The Irish Beverage Council has said it will add €60 to people's grocery bills but won't solve obesity...
The Irish Beverage Council (IBC) has warned that a sugar tax won't have any health benefits and will increase the average grocery bill by €60 annually.
In a new report released today, it also says that the proposed 10c levy on cans of soft drink would cost the Exchequer €35 million a year and could threaten employment and future investment in the country.
The pre-budget submission states that despite being introduced in a number of countries, sugar taxes have never reduced the consumption of sugar or decreased levels of obesity.
Kevin McPartlan, Director of the Irish Beverage Council – the IBEC group that represents companies selling soft drinks and juices in Ireland – argued that the tax has been proven not to work in other countries.
"We have to follow the evidence here," he told Newstalk Breakfast this morning. "And when you have a hypothesis and it's tested, if it fails to work, you don't say 'well then we'll keep trying it because it might work in the future.'
"It has been tried in a number of countries. It has been tried in a number of states in the US. And there's a good example... In the states in the US that have introduced a sugar tax, their obesity rates are absolutely identical to those which haven't."
The tax is being considered for Budget 2017 as part of a range of measures to tackle Ireland's growing obesity problem.
While Donal O'Shea, the Chair of the College of Physicians Policy group on obesity, agreed that the tax won't work in isolation, he can see potential health benefits when combined with other measures.
"I am 100% confident that on its own, a sugar tax will do nothing. But it's part of a range of measures where you actually use the money you generate to ring fence and educate and teach cookery skills and teach the life skills that frankly we've lost over the last 40 years. Then you can begin to see an impact in 10-15 years' time."
The IBC report states:
"We recognise the problem of obesity, overweight and related disease in Ireland and are fully committed to playing our part in solving that problem. Our commitment has been well demonstrated by our efforts to reformulate products and introduce innovative new products containing less sugar and fewer calories.

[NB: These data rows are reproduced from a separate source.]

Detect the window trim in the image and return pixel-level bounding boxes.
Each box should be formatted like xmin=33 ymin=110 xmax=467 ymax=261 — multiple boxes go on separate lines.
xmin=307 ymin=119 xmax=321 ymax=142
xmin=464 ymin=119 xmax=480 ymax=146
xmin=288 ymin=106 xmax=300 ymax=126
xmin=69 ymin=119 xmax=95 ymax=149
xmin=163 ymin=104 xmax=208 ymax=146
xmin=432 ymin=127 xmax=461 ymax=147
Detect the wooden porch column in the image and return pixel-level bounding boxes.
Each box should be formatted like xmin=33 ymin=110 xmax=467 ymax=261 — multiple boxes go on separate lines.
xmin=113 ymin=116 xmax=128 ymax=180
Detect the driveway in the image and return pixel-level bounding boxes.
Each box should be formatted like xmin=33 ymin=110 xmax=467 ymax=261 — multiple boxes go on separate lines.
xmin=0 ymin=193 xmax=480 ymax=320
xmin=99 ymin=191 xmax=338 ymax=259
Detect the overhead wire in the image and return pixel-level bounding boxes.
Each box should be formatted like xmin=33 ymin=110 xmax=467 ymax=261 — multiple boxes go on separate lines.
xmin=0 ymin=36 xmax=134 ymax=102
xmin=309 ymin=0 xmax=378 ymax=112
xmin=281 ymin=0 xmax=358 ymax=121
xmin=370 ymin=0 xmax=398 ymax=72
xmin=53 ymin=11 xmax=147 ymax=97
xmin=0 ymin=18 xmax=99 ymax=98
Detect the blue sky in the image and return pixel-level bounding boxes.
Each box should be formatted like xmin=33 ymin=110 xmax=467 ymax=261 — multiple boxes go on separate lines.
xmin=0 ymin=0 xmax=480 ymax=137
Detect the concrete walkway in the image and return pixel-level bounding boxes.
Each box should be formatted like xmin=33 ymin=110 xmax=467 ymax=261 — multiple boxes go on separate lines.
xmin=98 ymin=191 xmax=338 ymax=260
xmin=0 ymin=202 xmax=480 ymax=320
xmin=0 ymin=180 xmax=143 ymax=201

"The FDII / Creme Global Reformulation Report launched by then Minister for Health Leo Varadkar showed that IBC members took 2500 tonnes of sugar and 10 billion calories out of the Irish diet each year between 2005 and 2012.
"The commitment contained in the Programme for a Partnership Government to introduce 'a health levy on sugar sweetened drinks' raises a number of fundamental questions which have yet to be answered.
"IBC would welcome consultation with Government to gain clarity on the objectives of this levy. It remains unclear whether this is being introduced solely as a revenue raising measure or as a health levy with a related strategy."
The group has called on Minister for Finance Michael Noonan to delay the implementation of the levy to facilitate further discussions.